For the first ten years I owned the property, my back yard was an ordinary lawn of St. Augustine with fairly low ecological value.
The first pond was small, but it turned its corner of the back yard into a Grand Central Station of biodiversity in its first year of existence.
By the end of the summer, there were hummingbirds and blue dragonflies chasing each other overhead and everything from owls to possums coming for a drink.
So far, the pond has remained healthy year after year, with clear water and populations of freshwater shrimp, clams, mosquitofish, water weeds, and multiple species of tadpoles.
The ecology appears to be self sustaining in all but one regard, and that is how rapidly the aquatic and semi-aquatic plants grow.
The only tasks I have to perform are keeping the plants dug out as needed and raking out leaves in the fall.
The only serious regret I have was not making the pond larger, and so in 2020 I decided to dig a second pond about 25 feet away, just up the terrace from the first pond.
I figured this would help population dynamics, which tend to crash when populations are too small.

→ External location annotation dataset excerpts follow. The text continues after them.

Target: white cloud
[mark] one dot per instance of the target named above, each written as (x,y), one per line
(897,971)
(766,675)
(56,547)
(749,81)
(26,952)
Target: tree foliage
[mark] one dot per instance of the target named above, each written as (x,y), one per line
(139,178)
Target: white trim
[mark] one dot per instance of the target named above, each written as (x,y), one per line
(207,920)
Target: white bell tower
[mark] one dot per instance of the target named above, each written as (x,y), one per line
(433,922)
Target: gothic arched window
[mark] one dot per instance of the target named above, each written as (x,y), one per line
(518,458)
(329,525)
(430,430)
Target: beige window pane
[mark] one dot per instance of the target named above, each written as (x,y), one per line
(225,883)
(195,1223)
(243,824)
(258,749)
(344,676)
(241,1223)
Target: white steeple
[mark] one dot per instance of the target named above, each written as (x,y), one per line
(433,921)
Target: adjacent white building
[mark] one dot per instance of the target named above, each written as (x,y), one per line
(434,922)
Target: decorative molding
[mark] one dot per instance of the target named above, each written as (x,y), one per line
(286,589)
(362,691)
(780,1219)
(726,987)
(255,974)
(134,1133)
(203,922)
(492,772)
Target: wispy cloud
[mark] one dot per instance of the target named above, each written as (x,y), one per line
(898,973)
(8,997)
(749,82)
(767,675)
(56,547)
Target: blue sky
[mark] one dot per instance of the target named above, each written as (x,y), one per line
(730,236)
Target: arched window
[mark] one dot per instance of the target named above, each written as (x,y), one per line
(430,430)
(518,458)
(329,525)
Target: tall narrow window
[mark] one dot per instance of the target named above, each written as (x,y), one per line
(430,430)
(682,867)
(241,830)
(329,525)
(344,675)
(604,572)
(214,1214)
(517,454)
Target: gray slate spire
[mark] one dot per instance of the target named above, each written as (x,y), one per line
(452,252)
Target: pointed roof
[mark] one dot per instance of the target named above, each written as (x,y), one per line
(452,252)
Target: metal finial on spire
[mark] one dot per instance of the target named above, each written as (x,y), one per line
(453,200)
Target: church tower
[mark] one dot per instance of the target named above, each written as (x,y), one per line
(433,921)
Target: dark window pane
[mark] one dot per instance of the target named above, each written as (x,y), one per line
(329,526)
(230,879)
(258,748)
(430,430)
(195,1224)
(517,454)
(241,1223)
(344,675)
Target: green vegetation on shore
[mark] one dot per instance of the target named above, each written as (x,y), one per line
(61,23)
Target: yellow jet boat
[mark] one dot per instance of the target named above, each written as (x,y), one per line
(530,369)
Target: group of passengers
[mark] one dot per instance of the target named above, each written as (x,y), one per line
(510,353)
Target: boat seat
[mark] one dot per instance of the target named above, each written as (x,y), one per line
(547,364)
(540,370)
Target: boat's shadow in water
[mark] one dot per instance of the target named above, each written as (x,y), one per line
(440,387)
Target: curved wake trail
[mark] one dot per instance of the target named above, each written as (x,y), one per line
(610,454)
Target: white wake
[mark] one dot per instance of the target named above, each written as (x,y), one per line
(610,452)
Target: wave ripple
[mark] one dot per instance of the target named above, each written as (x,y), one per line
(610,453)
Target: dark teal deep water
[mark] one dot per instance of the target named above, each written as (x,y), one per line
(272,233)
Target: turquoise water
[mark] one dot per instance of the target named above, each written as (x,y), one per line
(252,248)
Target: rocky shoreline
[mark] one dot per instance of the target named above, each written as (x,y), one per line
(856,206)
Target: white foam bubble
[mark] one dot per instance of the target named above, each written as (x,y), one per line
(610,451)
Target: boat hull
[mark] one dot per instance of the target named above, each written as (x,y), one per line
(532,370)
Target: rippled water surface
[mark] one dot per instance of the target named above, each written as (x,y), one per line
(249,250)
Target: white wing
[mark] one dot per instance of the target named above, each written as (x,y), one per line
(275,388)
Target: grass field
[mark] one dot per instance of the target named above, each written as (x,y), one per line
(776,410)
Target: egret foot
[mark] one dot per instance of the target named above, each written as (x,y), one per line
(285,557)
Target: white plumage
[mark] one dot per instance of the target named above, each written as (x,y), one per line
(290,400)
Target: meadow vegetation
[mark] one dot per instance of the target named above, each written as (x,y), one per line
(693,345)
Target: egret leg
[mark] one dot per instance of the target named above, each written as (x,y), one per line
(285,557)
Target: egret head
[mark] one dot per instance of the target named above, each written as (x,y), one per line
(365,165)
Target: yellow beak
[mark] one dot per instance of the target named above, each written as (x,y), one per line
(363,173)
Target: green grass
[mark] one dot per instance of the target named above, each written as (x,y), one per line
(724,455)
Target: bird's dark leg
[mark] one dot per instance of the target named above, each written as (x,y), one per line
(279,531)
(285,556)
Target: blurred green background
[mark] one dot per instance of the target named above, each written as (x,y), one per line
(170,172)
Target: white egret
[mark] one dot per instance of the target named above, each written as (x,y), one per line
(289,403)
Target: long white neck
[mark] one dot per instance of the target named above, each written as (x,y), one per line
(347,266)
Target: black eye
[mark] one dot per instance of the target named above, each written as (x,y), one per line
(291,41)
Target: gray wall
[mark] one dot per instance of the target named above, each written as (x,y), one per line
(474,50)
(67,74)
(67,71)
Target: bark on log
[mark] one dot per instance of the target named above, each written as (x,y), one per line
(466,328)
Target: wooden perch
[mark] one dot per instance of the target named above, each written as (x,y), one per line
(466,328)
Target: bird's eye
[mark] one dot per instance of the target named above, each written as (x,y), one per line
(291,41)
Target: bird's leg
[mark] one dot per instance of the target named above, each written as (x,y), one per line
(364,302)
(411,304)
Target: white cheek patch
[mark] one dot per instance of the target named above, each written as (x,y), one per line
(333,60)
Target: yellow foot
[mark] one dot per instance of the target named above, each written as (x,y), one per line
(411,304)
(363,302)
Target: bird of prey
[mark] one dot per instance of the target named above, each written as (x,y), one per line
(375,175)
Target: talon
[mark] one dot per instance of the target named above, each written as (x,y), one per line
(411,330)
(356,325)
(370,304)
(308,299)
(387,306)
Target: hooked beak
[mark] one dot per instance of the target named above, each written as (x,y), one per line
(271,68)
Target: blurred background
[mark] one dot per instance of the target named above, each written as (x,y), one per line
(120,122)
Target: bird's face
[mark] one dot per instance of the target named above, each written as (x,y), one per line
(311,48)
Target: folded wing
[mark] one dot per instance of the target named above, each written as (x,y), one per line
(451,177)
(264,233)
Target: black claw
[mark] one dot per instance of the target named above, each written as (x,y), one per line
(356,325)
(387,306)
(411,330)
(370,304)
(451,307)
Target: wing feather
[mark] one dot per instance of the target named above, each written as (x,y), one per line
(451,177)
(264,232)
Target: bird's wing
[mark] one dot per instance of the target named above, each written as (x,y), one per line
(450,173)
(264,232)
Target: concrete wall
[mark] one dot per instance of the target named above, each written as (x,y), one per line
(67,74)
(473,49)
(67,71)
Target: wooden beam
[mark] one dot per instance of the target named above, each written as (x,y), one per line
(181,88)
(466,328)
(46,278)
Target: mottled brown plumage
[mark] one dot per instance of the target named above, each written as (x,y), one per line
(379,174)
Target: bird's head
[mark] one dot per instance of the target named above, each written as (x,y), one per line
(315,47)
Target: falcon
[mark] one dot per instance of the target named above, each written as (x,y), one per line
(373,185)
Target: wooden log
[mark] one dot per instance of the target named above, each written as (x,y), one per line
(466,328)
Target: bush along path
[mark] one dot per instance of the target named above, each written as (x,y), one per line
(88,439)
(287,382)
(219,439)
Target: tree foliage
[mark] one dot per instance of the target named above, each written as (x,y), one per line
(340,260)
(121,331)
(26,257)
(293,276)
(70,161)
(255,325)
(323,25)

The frogs would mix between ponds on their own, and I could manually transfer mosquitofish and shrimp each year.
New Pond Design
For this new pond, I updated the design of the pond in two important ways:
First, I blended my own concrete mix from polymer-fortified mortar and gravel instead of using ordinary concrete.
The first pond used ordinary concrete, and it leaks through the bottom as designed but more than desired.
(I thought the first pond needed to leak some to be empty enough to contain storm surges coming from my house’s gutter downspout.)
But the water level stays lower than necessary during dry seasons.
That’s why I used a hydraulic concrete made from polymer-fortified mortar for the second pond.
The second change I made for the pond design was to have a distinct plant shelf all the way around the main bowl of the pond.
This ensures a lush littoral zone, which is important for frogs and salamanders being to sneak in and out of the pond without being spotted by predators.
Rapidly Established
Note that all of the aquatic plant species shown in the photo above were established in the first year: duckweed, elodea, pennywort, katniss (duck potato), pickerelweed.
As was the case of the first pond, the second pond was dug an concreted and filled and colonized in less than 90 days.